Coreference resolution is the task of clustering mentions in text that refer to the same underlying real world entities.
+-----------+ | | I voted for Obama because he was most aligned with my values", she said. | | | +-------------------------------------------------+------------+
“I”, “my”, and “she” belong to the same cluster and “Obama” and “he” belong to the same cluster.
Experiments are conducted on the data of the CoNLL-2012 shared task, which uses OntoNotes coreference annotations. Papers report the precision, recall, and F1 of the MUC, B3, and CEAFφ4 metrics using the official CoNLL-2012 evaluation scripts. The main evaluation metric is the average F1 of the three metrics.
|Model||Avg F1||Paper / Source||Code|
|Joshi et al. (2019)1||79.6||SpanBERT: Improving Pre-training by Representing and Predicting Spans||Official|
|Joshi et al. (2019)2||76.9||BERT for Coreference Resolution: Baselines and Analysis||Official|
|Kantor and Globerson (2019)||76.6||Coreference Resolution with Entity Equalization||Official|
|Fei et al. (2019)||73.8||End-to-end Deep Reinforcement Learning Based Coreference Resolution|
|(Lee et al., 2017)+ELMo (Peters et al., 2018)+coarse-to-fine & second-order inference (Lee et al., 2018)||73.0||Higher-order Coreference Resolution with Coarse-to-fine Inference||Official|
|(Lee et al., 2017)+ELMo (Peters et al., 2018)||70.4||Deep contextualized word representations|
|Lee et al. (2017)||67.2||End-to-end Neural Coreference Resolution|
 Joshi et al. (2019): (Lee et al., 2017)+coarse-to-fine & second-order inference (Lee et al., 2018)+SpanBERT (Joshi et al., 2019)
 Joshi et al. (2019): (Lee et al., 2017)+coarse-to-fine & second-order inference (Lee et al., 2018)+BERT (Devlin et al., 2019)

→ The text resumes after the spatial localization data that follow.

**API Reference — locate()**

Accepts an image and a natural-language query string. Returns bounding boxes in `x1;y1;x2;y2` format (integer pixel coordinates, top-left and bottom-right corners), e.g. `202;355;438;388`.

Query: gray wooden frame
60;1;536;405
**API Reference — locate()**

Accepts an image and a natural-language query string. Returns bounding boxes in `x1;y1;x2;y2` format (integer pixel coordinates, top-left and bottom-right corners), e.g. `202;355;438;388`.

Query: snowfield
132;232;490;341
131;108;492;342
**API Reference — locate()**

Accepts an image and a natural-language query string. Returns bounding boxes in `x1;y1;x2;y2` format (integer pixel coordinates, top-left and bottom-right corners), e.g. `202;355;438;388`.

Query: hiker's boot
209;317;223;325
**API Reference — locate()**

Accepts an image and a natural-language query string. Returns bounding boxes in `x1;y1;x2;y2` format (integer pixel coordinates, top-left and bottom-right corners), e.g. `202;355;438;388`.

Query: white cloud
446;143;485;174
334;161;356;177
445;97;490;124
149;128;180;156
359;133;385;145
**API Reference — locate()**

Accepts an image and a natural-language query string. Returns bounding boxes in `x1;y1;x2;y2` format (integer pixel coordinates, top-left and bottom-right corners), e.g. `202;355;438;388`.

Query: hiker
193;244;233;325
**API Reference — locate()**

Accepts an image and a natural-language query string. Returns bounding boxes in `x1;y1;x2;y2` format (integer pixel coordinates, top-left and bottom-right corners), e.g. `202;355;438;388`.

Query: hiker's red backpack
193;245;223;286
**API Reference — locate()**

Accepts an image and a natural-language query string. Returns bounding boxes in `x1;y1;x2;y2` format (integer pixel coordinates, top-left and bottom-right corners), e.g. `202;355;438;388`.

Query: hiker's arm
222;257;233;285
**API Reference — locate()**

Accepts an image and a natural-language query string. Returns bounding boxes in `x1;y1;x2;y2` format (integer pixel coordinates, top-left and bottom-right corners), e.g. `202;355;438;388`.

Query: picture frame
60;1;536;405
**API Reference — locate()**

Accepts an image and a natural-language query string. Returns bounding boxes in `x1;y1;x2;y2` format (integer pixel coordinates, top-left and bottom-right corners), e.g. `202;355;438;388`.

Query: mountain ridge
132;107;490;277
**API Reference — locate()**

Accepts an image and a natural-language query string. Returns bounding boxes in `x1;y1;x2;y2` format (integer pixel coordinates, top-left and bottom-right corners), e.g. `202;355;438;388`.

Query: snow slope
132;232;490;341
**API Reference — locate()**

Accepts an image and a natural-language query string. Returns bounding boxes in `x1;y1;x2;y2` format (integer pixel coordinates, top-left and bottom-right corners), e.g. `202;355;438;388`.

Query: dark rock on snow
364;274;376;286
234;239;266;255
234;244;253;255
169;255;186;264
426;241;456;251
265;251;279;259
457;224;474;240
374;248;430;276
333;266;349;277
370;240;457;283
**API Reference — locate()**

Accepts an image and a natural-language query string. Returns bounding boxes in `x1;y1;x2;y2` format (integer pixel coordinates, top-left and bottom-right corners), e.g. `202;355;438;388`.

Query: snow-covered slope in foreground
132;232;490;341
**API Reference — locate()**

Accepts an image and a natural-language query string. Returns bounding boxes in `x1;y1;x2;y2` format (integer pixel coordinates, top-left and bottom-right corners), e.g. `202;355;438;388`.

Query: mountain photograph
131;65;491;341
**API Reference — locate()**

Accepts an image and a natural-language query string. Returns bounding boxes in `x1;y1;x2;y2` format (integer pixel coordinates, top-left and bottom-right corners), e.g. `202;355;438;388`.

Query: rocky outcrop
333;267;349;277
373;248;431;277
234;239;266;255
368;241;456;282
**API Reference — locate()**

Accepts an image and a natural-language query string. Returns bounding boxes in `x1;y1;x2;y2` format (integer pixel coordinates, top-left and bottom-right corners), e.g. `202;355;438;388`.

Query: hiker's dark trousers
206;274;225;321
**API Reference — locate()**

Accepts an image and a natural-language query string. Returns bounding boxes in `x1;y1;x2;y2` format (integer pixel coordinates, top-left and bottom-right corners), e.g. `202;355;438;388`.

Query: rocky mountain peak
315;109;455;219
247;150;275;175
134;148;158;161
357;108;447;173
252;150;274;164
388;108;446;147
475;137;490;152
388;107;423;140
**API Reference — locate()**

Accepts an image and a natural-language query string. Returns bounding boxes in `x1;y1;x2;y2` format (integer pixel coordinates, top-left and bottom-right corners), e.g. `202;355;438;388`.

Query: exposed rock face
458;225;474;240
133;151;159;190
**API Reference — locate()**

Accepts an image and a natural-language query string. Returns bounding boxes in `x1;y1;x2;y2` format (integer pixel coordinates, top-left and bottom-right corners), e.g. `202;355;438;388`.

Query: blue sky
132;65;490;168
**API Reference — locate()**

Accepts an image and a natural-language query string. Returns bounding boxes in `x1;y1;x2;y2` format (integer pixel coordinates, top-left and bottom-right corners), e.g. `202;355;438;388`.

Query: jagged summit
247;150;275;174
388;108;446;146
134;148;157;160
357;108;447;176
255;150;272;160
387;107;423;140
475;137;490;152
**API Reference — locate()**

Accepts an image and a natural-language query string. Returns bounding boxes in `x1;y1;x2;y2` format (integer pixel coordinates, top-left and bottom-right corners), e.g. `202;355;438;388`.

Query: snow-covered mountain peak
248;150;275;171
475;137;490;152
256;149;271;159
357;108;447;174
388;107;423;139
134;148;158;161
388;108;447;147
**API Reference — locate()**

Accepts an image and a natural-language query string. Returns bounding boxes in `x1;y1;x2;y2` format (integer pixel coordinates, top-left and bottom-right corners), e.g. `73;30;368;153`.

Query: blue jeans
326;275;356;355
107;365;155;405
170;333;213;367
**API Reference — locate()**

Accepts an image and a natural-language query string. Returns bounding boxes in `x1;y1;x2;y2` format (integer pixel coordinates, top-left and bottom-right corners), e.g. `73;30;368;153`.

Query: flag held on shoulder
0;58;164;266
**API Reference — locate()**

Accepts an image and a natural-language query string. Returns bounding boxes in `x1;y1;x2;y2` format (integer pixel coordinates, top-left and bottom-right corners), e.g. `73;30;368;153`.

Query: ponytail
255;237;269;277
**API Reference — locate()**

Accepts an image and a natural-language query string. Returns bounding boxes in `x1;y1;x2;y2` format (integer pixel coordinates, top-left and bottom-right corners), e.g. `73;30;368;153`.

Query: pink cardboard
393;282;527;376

Gendered Ambiguous Pronoun Resolution
Experiments are conducted on GAP dataset. Metrics used are F1 score on Masculine (M) and Feminine (F) examples, Overall, and a Bias factor calculated as F / M.
|Model||Overall F1||Masculine F1 (M)||Feminine F1 (F)||Bias (F/M)||Paper / Source||Code|
|Attree et al. (2019)||92.5||94.0||91.1||0.97||Gendered Ambiguous Pronouns Shared Task: Boosting Model Confidence by Evidence Pooling||GREP|
|Chada et al. (2019)||90.2||90.9||89.5||0.98||Gendered Pronoun Resolution using BERT and an extractive question answering formulation||CorefQA|